И горе той калмычке, которая не лепечет по-французски!
О непонимании
Любопытным образом, у истока моих занятий поэтикой стояло острое чувство непонимания, периодически посещавшее меня на уроках литературы. То, что говорилось о произведении, не соответствовало моим впечатлениям, однако и впечатления эти не складывались во что-нибудь цельное. Неопределенность мучила меня, но задним числом я бы сказал, что уже тогда испытывал странную – профессиональную avant la lettre – гордость по поводу своего неумения понимать[15].

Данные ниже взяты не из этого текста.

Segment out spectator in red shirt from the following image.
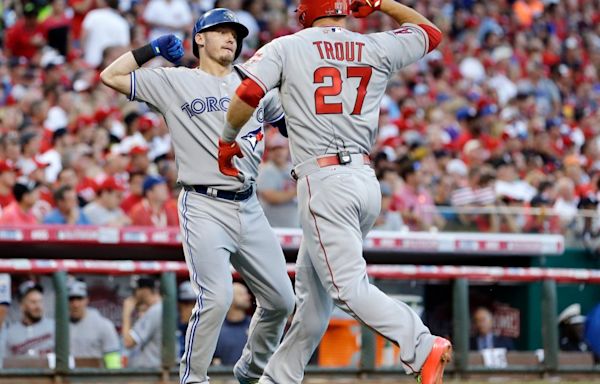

Следующим если не источником, то во всяком случае сильным эмоциональным фоном своих литературоведческих устремлений я бы назвал опять-таки отчетливо негативное переживание – уже студенческих времен, но очень сродни тому школьному: страх не угадать, не попасть в точку, не сообразить, в чем же там дело, не понять, как, выражаясь по-формалистски, сделан поразивший меня текст… Оказаться не на уровне Гершензона, рассмотревшего картинки на стене у станционного смотрителя, Выготского, услышавшего, как длинное предложение в кульминации бунинского рассказа «заглушает выстрел», Якобсона, раскусившего[16] инвариантность названий «Медный всадник», «Каменный гость» и «Золотой петушок».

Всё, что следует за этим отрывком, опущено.